About half of the 160 school superintendents from 37 states surveyed [pdf] by the American Association of School Administrators said that despite receiving stimulus money, they were forced to cut teachers in core subjects. Eight out of 10 said they had cut librarians, nurses, cooks and bus drivers.
Health and nutrition services (beyond federal reimbursements) are being funded through the same dollars that provide education to our students. So particularly in a large urban district that has higher levels of poverty, a loss of money in a school food program has to be covered from a school's general revenue.
And if health has to compete with education, no one wins.
How can any administrator decide between cutting healthy food for kids and laying off teachers? There is no correct answer. The setup is just not right. It's not a question any school leader should have to ask.

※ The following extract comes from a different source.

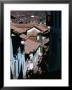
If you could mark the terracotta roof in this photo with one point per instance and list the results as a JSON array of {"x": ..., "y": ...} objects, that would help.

I don't know what the answer is for health services, or bus drivers or facility maintenance, but I do know that properly funding the Child Nutrition Act at a level that enables schools to provide healthy meals will help schools that rely heavily on federal reimbursements avoid asking these impossible questions and watching children suffer no matter which answer they chose.
Imagine a school principal who doesn't have to worry about the school food service program losing money and draining their education dollars. This takes the pressure off of food programs and allows them to innovate and create healthy meals that don't rely on junk food to make up for lost revenue.